For many months, new leadership in the Little Shuswap Lake Indian Band (LSLIB) had been working to reopen relationships with industry partners, specifically to help the Band realise the benefits of their provincial forest license.
“We were looking for companies whose approach to partnerships extends beyond what we see in typical resource-development agreements,” says LSLIB’s economic-development advisor, Leonard Jackson of BCT Projects. “We asked several forestry companies to pitch concepts for working together.”
Enter Brad Bennett, Interfor’s Woodlands Manager. Within a couple of conversations, he and Jackson had brought Bell into the discussion, realising that building a lasting partnership between Interfor and the LSLIB needed a partner like Arrow.

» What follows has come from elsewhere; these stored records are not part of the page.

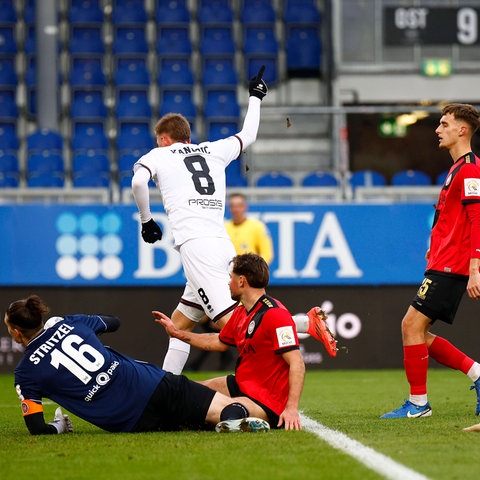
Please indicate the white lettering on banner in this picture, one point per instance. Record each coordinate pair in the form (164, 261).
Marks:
(286, 239)
(146, 252)
(331, 231)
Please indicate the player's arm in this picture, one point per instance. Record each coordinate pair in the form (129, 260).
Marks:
(290, 417)
(151, 232)
(35, 421)
(257, 89)
(473, 286)
(112, 323)
(204, 341)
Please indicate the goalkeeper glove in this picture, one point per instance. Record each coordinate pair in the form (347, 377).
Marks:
(61, 422)
(151, 232)
(257, 87)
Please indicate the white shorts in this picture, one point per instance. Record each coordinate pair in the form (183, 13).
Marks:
(206, 263)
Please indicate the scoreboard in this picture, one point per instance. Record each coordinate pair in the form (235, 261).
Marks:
(431, 26)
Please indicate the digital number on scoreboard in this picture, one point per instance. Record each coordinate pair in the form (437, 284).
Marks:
(431, 26)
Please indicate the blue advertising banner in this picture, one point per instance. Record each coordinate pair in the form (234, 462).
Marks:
(98, 245)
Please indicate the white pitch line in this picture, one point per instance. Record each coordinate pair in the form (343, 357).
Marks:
(372, 459)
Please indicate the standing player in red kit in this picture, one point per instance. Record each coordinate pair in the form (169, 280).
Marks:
(270, 369)
(453, 265)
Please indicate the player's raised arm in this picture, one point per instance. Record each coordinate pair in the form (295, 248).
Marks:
(151, 232)
(257, 89)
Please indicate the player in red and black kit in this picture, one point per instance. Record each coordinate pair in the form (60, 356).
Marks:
(270, 370)
(453, 265)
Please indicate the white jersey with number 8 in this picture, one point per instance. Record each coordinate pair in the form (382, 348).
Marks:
(191, 180)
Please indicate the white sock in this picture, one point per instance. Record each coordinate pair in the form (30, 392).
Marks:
(474, 372)
(176, 357)
(301, 321)
(419, 400)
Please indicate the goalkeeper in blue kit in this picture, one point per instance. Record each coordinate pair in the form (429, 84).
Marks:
(64, 360)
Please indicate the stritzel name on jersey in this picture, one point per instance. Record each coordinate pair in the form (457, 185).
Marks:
(60, 333)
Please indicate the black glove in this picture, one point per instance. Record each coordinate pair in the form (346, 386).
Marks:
(151, 232)
(257, 87)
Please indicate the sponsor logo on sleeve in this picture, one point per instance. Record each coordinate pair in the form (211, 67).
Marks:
(472, 187)
(285, 336)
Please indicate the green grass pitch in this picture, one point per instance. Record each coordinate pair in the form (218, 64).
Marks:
(348, 401)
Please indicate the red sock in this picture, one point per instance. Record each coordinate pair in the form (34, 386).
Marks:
(447, 354)
(415, 360)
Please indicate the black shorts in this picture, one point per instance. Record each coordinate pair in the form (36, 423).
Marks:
(177, 403)
(235, 391)
(439, 296)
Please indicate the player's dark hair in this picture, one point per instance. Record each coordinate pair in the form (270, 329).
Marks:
(465, 112)
(27, 313)
(174, 125)
(253, 267)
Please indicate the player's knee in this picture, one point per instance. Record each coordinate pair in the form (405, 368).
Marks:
(234, 411)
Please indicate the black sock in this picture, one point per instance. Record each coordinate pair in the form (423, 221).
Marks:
(234, 411)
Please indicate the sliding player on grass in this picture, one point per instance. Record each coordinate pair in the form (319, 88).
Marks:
(65, 361)
(270, 369)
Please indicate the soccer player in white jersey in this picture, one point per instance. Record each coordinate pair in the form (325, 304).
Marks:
(191, 179)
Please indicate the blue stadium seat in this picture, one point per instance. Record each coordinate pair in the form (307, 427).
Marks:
(174, 41)
(367, 178)
(8, 106)
(8, 45)
(86, 40)
(88, 105)
(44, 139)
(89, 136)
(87, 76)
(7, 12)
(91, 169)
(45, 163)
(132, 73)
(441, 177)
(7, 180)
(320, 179)
(304, 53)
(301, 12)
(85, 12)
(135, 137)
(222, 104)
(8, 76)
(8, 165)
(172, 12)
(257, 12)
(128, 12)
(411, 177)
(217, 42)
(45, 181)
(214, 12)
(178, 101)
(85, 180)
(274, 179)
(8, 136)
(218, 130)
(219, 74)
(260, 47)
(176, 75)
(129, 40)
(133, 104)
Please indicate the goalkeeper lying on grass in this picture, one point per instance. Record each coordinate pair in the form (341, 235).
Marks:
(65, 361)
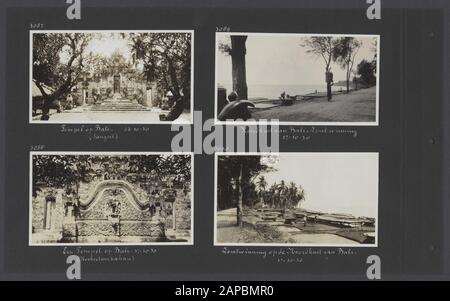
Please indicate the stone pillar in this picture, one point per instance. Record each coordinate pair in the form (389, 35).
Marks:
(50, 201)
(221, 99)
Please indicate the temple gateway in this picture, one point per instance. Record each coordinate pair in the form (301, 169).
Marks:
(113, 205)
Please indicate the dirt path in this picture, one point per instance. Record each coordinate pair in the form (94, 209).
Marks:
(358, 106)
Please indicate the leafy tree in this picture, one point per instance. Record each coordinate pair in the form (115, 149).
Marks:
(344, 54)
(234, 178)
(57, 63)
(59, 171)
(323, 47)
(261, 186)
(237, 50)
(367, 72)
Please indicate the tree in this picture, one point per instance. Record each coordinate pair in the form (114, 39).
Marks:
(166, 58)
(344, 54)
(234, 178)
(261, 186)
(322, 47)
(59, 171)
(58, 63)
(367, 72)
(237, 50)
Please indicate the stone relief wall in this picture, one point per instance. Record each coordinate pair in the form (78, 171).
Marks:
(39, 213)
(106, 201)
(113, 211)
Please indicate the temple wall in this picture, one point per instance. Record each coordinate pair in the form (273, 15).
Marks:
(183, 211)
(39, 214)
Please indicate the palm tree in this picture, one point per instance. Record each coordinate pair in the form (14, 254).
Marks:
(273, 195)
(300, 196)
(282, 193)
(261, 186)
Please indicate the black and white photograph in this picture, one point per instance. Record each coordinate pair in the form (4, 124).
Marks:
(111, 198)
(134, 77)
(296, 199)
(297, 79)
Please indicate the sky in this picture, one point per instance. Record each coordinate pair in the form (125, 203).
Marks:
(333, 182)
(106, 44)
(280, 60)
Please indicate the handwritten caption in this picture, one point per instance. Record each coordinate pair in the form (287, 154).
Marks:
(101, 133)
(288, 255)
(307, 133)
(105, 254)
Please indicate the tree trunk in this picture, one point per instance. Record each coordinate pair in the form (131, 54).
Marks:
(238, 52)
(329, 95)
(348, 79)
(240, 198)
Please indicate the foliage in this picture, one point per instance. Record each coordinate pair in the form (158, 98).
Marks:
(323, 47)
(58, 61)
(344, 53)
(367, 72)
(237, 50)
(63, 171)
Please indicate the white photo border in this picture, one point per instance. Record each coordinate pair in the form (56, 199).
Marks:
(127, 122)
(225, 244)
(106, 153)
(299, 123)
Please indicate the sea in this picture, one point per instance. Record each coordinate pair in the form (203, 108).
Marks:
(274, 91)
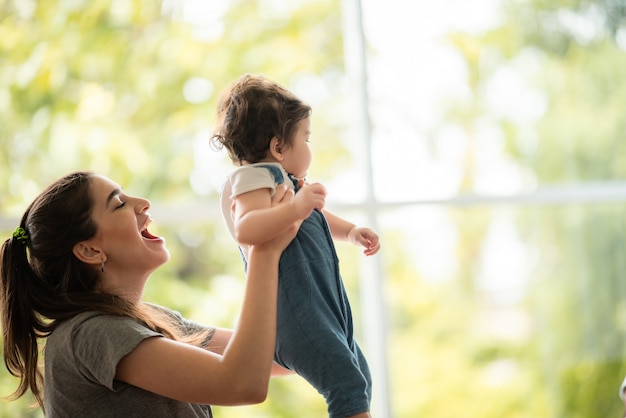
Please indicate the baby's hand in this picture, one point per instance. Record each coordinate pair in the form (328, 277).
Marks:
(365, 237)
(309, 197)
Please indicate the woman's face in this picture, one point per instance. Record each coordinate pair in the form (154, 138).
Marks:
(128, 249)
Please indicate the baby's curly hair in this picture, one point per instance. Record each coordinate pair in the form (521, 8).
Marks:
(251, 112)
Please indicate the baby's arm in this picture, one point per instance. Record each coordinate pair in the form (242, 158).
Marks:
(343, 230)
(256, 221)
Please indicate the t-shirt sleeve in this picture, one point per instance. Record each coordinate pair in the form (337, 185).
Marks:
(100, 342)
(248, 178)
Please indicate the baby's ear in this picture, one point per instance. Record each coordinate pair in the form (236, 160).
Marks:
(276, 149)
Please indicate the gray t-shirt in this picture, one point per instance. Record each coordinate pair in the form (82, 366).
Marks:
(80, 359)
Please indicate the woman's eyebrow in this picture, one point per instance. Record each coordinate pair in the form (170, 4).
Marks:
(111, 195)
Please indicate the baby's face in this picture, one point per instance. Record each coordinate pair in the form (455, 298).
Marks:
(297, 158)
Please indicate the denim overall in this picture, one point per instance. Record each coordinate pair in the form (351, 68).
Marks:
(315, 330)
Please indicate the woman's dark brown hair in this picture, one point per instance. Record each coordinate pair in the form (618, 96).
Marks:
(252, 112)
(43, 283)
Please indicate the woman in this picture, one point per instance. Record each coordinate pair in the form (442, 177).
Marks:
(74, 272)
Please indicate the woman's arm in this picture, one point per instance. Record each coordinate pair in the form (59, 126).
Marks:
(241, 374)
(220, 340)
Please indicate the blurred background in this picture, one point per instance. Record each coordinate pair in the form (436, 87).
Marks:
(484, 140)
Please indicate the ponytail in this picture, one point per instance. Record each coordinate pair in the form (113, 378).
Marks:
(20, 323)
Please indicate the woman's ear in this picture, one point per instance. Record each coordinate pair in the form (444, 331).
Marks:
(277, 148)
(88, 254)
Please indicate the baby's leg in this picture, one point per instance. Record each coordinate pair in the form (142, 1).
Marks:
(315, 341)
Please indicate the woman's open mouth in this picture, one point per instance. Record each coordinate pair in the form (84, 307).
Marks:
(147, 235)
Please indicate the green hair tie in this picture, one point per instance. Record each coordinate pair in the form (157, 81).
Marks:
(21, 235)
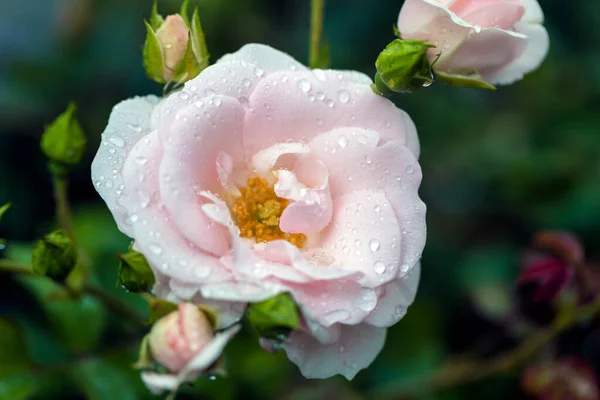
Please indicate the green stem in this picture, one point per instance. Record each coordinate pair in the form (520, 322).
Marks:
(63, 209)
(316, 31)
(459, 373)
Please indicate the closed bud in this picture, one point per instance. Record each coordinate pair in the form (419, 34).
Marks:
(135, 274)
(403, 67)
(175, 49)
(54, 256)
(63, 141)
(179, 336)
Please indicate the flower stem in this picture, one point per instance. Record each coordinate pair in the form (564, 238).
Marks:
(63, 209)
(316, 31)
(455, 374)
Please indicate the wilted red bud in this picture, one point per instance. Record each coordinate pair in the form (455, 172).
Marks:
(564, 379)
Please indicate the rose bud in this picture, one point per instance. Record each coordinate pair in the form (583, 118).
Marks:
(479, 43)
(175, 48)
(185, 343)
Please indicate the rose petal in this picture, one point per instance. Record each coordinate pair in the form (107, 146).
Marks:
(198, 135)
(155, 235)
(395, 299)
(129, 121)
(356, 349)
(538, 43)
(306, 104)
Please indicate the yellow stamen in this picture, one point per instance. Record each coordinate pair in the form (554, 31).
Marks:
(257, 214)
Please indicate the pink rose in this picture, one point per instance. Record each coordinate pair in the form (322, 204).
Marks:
(183, 341)
(502, 40)
(262, 177)
(173, 36)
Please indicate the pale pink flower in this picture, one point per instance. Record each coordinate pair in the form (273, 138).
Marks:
(502, 40)
(338, 161)
(184, 342)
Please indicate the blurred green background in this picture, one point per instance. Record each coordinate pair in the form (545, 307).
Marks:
(497, 168)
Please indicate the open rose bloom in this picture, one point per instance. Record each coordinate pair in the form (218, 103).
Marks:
(262, 177)
(502, 40)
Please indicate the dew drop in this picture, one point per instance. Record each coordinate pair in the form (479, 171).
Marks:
(155, 248)
(379, 267)
(304, 85)
(343, 96)
(343, 142)
(374, 245)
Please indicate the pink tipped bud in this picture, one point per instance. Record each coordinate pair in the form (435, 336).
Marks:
(176, 338)
(173, 36)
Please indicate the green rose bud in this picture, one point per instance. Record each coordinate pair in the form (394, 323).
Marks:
(135, 275)
(275, 316)
(54, 256)
(63, 141)
(175, 48)
(403, 67)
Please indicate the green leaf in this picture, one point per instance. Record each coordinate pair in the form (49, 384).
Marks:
(199, 41)
(135, 274)
(19, 384)
(185, 5)
(153, 56)
(12, 342)
(188, 68)
(274, 316)
(63, 141)
(468, 79)
(77, 323)
(54, 256)
(4, 209)
(100, 379)
(156, 20)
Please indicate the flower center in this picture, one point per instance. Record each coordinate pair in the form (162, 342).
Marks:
(257, 214)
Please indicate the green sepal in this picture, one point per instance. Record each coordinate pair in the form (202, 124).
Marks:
(468, 79)
(145, 359)
(63, 141)
(199, 41)
(275, 316)
(403, 67)
(135, 274)
(188, 68)
(54, 256)
(185, 5)
(156, 20)
(153, 56)
(4, 209)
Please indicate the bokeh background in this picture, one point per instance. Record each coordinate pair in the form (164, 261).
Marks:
(498, 166)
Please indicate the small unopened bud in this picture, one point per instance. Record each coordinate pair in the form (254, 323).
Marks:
(173, 36)
(403, 67)
(63, 141)
(175, 48)
(54, 256)
(179, 336)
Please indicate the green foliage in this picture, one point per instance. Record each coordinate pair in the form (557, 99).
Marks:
(135, 274)
(469, 79)
(403, 67)
(77, 323)
(63, 141)
(274, 316)
(54, 256)
(153, 56)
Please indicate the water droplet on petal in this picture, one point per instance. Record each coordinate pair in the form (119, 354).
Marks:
(343, 142)
(304, 85)
(374, 245)
(379, 267)
(343, 96)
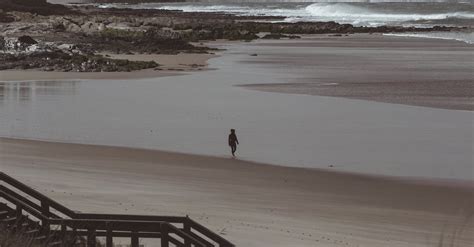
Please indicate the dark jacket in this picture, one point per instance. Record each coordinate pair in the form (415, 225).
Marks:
(233, 139)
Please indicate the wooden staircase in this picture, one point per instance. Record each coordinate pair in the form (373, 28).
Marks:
(37, 219)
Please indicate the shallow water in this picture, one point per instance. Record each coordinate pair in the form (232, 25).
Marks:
(193, 113)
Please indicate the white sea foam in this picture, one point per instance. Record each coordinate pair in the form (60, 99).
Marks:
(463, 37)
(339, 12)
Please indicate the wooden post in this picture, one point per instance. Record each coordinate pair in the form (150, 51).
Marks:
(19, 211)
(109, 242)
(63, 235)
(134, 239)
(91, 241)
(187, 229)
(45, 212)
(164, 235)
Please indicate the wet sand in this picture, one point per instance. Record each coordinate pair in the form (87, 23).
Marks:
(250, 204)
(401, 70)
(169, 65)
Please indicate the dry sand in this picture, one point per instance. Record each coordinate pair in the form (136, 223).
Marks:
(169, 65)
(250, 204)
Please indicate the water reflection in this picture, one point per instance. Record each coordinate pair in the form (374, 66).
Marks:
(31, 90)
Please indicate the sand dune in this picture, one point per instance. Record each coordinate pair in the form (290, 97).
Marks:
(250, 204)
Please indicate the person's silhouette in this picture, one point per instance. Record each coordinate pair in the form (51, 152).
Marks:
(233, 141)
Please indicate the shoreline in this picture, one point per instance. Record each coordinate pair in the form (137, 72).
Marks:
(371, 77)
(170, 65)
(249, 203)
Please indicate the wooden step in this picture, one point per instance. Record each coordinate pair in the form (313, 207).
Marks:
(9, 221)
(55, 244)
(4, 214)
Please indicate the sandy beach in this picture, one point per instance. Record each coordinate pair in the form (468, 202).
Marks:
(400, 70)
(250, 204)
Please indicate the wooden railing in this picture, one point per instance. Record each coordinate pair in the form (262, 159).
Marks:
(53, 216)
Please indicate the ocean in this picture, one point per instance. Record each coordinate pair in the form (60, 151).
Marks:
(359, 13)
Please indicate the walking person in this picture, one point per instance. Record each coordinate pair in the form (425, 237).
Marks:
(233, 141)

“Interfor had been attempting to engage with the LSLIB for a long time with little success, but we knew the current Chief and Council were looking for companies with whom to partner on their forestry project,” says Bennet. “Having worked with Arrow on other projects, and knowing the company’s commitment to Aboriginal engagement, we knew we wanted Arrow in the room with us from the start.”
When Interfor, Arrow and the LSLIB sat down for the first time, the goal was getting to know one another. Specific business was off the table and instead, initial discussions focused on whether the people in the room felt there was a cultural fit. LSLIB Councillor, Dale Tomma, recalls talking to Bell, Bennett and Jackson about the importance the band’s leadership places on progressive development.
“As leaders, one of our jobs is to get out into other communities to look at what they are doing to spur economic development,” says Tomma. “I happened to mention a place I’d visited where the mill had recently built a recreation facility. This, in a small community where people were already benefiting from the mill economically through employment. What I saw there was how the community now came together socially, in the beautiful space the company had created.”
“We had been discussing the importance of companies recognizing that lasting relationships are not just built on revenue sharing,” says Bell. “We knew Dale wasn’t telling us that story because she wanted us to build a playground, even though we know there isn’t one in the community and we know that kids bike down a busy, dangerous highway to Chase to play.”
Bell, Bennett and Jackson walked out of the meeting and knew they were building a playground anyway. A playground that opened on June 14.
“We’ve partnered with several First Nations communities on different projects. All unique, and all mutually beneficial,” continues Bell. “What makes this one special is that we all went into those initial discussions without a defined project or business goal in mind. And while the immediate outcome is this playground, which isn’t even a part of the formal partnership agreements we’re working on, it’s representative of how we want to work together on what we hope will become long-term business relationships.”
The details of the resource-development partnerships are still being finalized. The parties are working towards revenue and employment agreements that will see LSLIB sell timber volumes to Interfor. Arrow and Interfor will have an agreement to haul timber, not only from LSLIB land to the Adams Lake Mill, but also on other forestry projects. And they’ll do this in logging trucks they put on the road with LSLIB, through a joint-venture partnership.